Some 7-8 years ago, I spoke at the Climate Control Awards ceremony on the threat lying embedded in Siberian permafrost – of how ancient viruses of unfathomable potency and with the ability to spread rapidly have been lying dormant in the ice and could be unleashed if global warming thaws the ground that has been frozen for millennia.
At the time, the world had no inkling of the terrible havoc COVID-19 would visit upon us, and there was perhaps a certain smugness to the manner in which the message was received. After all, there were trophies to be treated and acceptance speeches to be given.
Today, after we have seen the snuffing out of thousands of lives, mask mandates, lockdowns and economic hardships, any talk on potent viruses lying in the permafrost is likely to draw attention, even to cause crease-lines to form on the forehead. What I am saying is true. There has been a recent update to what I spoke about 7-8 years ago – according to an October 2023 Bloomberg report, the thawing of permafrost in the Arctic due to climate change is releasing ancient viruses, posing a new danger to public health.
So, COP28 is not only about rising sea levels, droughts, potential loss of lives and property and displacement of entire communities; it is also about averting another pandemic – perhaps an event far more terrible than COVID-19. And the point is that we can do something about it to minimise the damage. Just think about it – the Siberian permafrost is tightly linked to two areas of deep concern to our industry – energy efficiency, towards the aim of cutting down on indirect greenhouse gas emissions, and Indoor Air Quality. We, as an industry, have an opportunity ahead of us to help curb emissions and simultaneously make our buildings safer – to the point of minimising the spread of diseases in the built-environment; Bill Bahnfleth and his team at ASHRAE are showing the way with the new ASHRAE Standard 241.
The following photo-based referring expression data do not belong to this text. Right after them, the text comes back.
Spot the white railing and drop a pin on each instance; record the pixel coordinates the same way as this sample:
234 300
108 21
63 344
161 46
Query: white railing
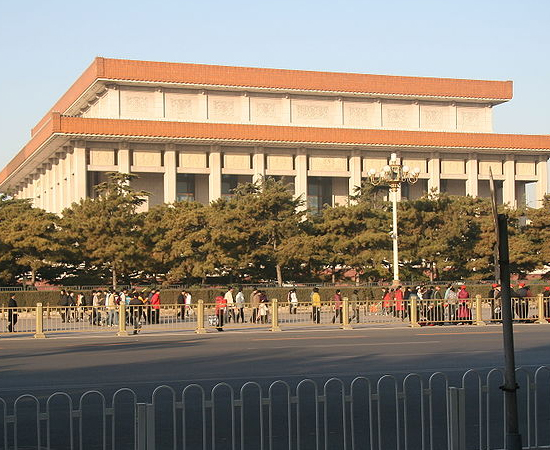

There is much we, as an industry, can do to improve energy efficiency. And we must act when we have the means and the time to do so – by taking an integrated, collective, non-partisan effort to designing, building and equipping our buildings. Please do think about it – without energy efficiency, the demand on global electricity supply systems would be 74 TWH, which is double what is generated worldwide today. Think of the corresponding fossil fuel-related emissions, even if we are getting a certain portion of our electricity from clean renewable energy sources. We cannot afford to have runaway emissions. We must do everything we can to lower — if not flatten — the electricity demand curve, to keep the viruses dormant in the Siberian landscape.